In the original book, it had described how the Cloud-Frost Formation on the back mountain of Tianji City would open to shelter townsfolk and cultivators alike, leading them into the formation to take refuge.
Li Muting jolted back to herself. Her gaze landed on the red-robed girl beside the boy, the one with the bright, dazzling smile, and a little stab of self-consciousness twisted through her chest. She clutched her sister’s hand tighter and bowed her head. “Thank you, Miss. Thank you, Young Master.”
“It was nothing. No need to be so polite,” Jiang Yu said with an easy curve of her lips. She glanced sideways at Shen Anzhi putting away his sword, feeling something loosen in her chest.
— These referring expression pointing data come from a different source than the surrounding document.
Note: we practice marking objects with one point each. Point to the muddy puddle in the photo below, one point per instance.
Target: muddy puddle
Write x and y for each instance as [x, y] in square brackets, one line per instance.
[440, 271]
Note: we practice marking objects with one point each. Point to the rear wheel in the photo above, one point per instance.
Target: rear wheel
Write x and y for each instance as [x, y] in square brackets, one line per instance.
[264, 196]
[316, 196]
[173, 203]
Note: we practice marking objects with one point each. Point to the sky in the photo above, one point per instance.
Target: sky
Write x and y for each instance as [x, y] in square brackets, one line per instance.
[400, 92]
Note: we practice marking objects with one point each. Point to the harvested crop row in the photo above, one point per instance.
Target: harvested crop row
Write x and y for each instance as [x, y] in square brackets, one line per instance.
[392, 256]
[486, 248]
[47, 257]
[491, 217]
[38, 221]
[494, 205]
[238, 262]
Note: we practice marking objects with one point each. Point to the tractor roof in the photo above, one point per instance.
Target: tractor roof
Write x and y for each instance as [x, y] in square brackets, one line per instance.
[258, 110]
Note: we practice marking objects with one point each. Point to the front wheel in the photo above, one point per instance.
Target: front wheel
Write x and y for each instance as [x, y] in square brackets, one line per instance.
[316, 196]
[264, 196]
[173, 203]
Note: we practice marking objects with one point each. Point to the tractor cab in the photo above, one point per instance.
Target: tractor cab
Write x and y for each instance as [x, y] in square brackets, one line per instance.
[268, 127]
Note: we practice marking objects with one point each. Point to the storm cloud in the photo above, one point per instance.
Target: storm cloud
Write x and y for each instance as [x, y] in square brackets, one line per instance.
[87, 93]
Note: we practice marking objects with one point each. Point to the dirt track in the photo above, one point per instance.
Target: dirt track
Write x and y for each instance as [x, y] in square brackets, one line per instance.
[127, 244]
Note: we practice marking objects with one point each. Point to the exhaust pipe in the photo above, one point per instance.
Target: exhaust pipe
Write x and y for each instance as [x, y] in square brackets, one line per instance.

He’d come with her to save them. So this so-called “blackened to the root” lotus, deep in the mud at the very bottom, still had a faint thread of light that hadn’t been snuffed out.
Even if he kept insisting he wasn’t the type to meddle in other people’s business.
They led the sisters out through the smoke and finally reached the perimeter of the Cloud-Frost Formation.
As soon as they stepped through the barrier, the array shimmered like a stone hitting still water. Gentle light rippled outward, wrapping around everyone inside.
A disciple ran over to meet them and gave a quick bow. “Honored Daoists, please come with me.” He guided the four of them toward the central encampment, where Gu Shuyu and Fang Weiyun were coordinating disciples from the various sects. The camp was orderly, wounded being treated in neat rows.
Jiang Yu’s eyes fell on Gu Shuyu’s clear profile. Her heart warmed and she couldn’t help but smile. “As expected of Senior Sister.”
Seeing them return unscathed, Gu Shuyu dipped her chin, a trace of relief passing through her gaze as she strode over.